Le chapitre cinq porte sur les entrevues effectuées dans les groupes de femmes. Selon l’auteure, ceux-ci sont coincés entre les exigences du programme Ontario au travail qui reposent en grande partie sur les groupes communautaires afin de favoriser l’intégration des prestataires et la nécessité de survie des femmes assistées. De plus, l’auteure met en relief la part de travail bénévole de ces groupes et surtout, le rôle des assistées dans l’orientation de l’action collective de ces mêmes groupes. Cela dit, la situation des assistées n’est guère reluisante. Selon l’auteure, la « situation ira en se dégradant avant de s’améliorer. Il y aura encore plus de compressions, plus de criminalisation, plus de stigmatisation » (p. 167). Ainsi, l’image que donnent les groupes des femmes assistées est davantage, celle d’un groupe dans le besoin et exigeant le soutien de la collectivité que d’un groupe agissant, défendant ses opinions et revendiquant ses droits.

Dans le chapitre six, l’auteure analyse les relations entre le programme de travail obligatoire et les politiques d’embauche dans le secteur de l’économie sociale, particulièrement dans celui des services à domicile. En effet, pour un grand nombre d’assistées, l’économie sociale est un lieu de prédilection propre à favoriser leur employabilité. Toutefois, Michaud montre que les assistées obtenant un emploi dans les services à domicile – au bas de l’échelle et dont les critères d’embauche sont discriminatoires – ont peu de chance d’obtenir un meilleur emploi dans d’autres secteurs pour lesquels elles ont pourtant des compétences.
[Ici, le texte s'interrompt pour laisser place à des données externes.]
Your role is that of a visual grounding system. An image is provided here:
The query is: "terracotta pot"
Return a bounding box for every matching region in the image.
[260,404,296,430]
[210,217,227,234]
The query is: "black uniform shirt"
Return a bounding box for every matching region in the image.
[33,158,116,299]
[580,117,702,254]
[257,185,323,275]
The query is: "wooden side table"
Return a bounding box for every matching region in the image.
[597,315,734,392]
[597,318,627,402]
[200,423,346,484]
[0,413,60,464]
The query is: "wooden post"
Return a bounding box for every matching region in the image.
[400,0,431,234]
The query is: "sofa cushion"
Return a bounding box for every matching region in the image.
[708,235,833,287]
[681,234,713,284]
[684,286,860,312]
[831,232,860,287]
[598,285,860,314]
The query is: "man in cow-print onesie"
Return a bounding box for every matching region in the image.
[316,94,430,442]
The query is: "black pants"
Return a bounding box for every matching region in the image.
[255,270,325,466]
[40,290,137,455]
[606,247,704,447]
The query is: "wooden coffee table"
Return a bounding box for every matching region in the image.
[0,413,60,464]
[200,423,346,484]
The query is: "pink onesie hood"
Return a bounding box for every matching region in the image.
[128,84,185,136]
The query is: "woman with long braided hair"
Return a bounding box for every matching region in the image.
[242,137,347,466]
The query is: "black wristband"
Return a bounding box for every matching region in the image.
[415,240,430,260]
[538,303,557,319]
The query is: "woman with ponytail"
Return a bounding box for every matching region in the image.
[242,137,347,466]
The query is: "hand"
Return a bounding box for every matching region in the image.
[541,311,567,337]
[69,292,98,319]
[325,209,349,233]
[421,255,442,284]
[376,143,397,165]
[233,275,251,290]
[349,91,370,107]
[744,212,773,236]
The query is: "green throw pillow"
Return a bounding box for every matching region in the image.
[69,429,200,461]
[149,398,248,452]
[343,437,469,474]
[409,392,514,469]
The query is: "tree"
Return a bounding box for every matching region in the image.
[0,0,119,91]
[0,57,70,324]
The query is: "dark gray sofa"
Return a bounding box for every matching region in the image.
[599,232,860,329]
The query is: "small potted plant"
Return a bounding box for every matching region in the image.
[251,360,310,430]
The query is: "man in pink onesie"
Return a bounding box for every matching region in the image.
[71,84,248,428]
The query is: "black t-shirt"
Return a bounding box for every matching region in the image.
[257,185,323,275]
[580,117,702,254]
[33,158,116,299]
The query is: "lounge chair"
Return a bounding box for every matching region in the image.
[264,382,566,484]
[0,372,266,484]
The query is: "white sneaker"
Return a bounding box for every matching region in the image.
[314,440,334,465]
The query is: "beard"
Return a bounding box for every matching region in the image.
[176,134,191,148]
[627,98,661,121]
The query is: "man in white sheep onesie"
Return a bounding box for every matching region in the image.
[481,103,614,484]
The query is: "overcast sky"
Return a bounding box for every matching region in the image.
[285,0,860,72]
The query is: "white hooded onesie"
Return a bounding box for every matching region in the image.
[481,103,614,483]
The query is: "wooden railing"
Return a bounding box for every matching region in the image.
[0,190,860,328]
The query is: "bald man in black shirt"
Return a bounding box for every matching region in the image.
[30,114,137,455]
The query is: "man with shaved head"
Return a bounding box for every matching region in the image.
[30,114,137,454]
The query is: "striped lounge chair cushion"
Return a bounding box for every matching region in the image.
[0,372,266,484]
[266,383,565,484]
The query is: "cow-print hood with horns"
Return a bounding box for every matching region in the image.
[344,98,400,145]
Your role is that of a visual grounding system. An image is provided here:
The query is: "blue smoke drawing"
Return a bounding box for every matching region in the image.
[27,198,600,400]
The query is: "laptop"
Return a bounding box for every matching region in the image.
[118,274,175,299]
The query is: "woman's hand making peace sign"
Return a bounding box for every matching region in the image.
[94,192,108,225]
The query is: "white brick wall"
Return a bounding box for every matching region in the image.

Finalement, l’auteure remet en question le sens de l’économie sociale : alternative ou bouée de sauvetage du couple marché et État.

Le livre de Jacinthe Michaud permet d’illustrer avec force les effets dévastateurs de la pauvreté vécue par les femmes assistées sociales qui, par tous les moyens à leur disposition, tentent de s’en sortir. Depuis la mise en place du programme de travail obligatoire Ontario au travail, son livre s’ajoute aux nombreux rapports d’organismes critiquant vertement les politiques en matière d’aide sociale du gouvernement ontarien. Généralement, on s’entend pour dénoncer celles-ci et demander une réorganisation radicale du système de soutien au revenu de l’Ontario. L’objectif est de donner aux personnes pauvres, plus de possibilités de combiner un revenu suffisant avec des programmes de formation et d’éducation facilitant ainsi leur autonomie. On s’entend aussi pour revendiquer un revenu garanti et suffisant, une augmentation du salaire minimum et le rehaussement des prestations d’aide sociale afin qu’elles correspondent aux coûts réels de la vie des assistées et de leur famille. Finalement, on souhaite ardemment l’accroissement des possibilités de formation et de perfectionnement des compétences et une modification de la façon dont le programme Ontario au travail répond aux besoins des femmes dans toute leur diversité.

Selon Mme Deb Matthews, auteure du rapport Examen des programmes d’aide à l’emploi et du Programme ontarien de soutien aux personnes handicapées et adjointe parlementaire de Mme Sandra Pupatello, ministre des Services sociaux et communautaires, le programme de travail obligatoire doit être remis en question en décembre 2004. En effet, Mme Matthews propose certains correctifs susceptibles d’inciter à l’emploi, tels un éventail plus vaste de soutien individuel pendant la transition entre l’aide sociale et l’emploi, une simplification des règles des programmes et l’élimination des politiques répressives. Selon elle, « le temps est venu de reconnaître qu’il faut transformer le système et trouver des façons nouvelles et novatrices d’aider les bénéficiaires de l’aide sociale à réaliser leur plein potentiel »[1]. Si on peut saluer l’abandon du caractère répressif de la politique de travail obligatoire et des mesures plus adaptées au profil individuel de chaque prestataire d’aide social, on n’y affirme pas pour autant une responsabilité collective et étatique visant à assurer le bien-être de tous et de toutes. Il y a encore loin de la coupe aux lèvres.

Dans son livre, Jacinthe Michaud présente la voix des assistées sociales et des groupes féministes et communautaires qui les défendent et revendiquent de meilleures conditions de vie pour cette population. Quand donc l’État ontarien les entendra-t-il? Quand prendra-t-il la décision de soulager leur misère?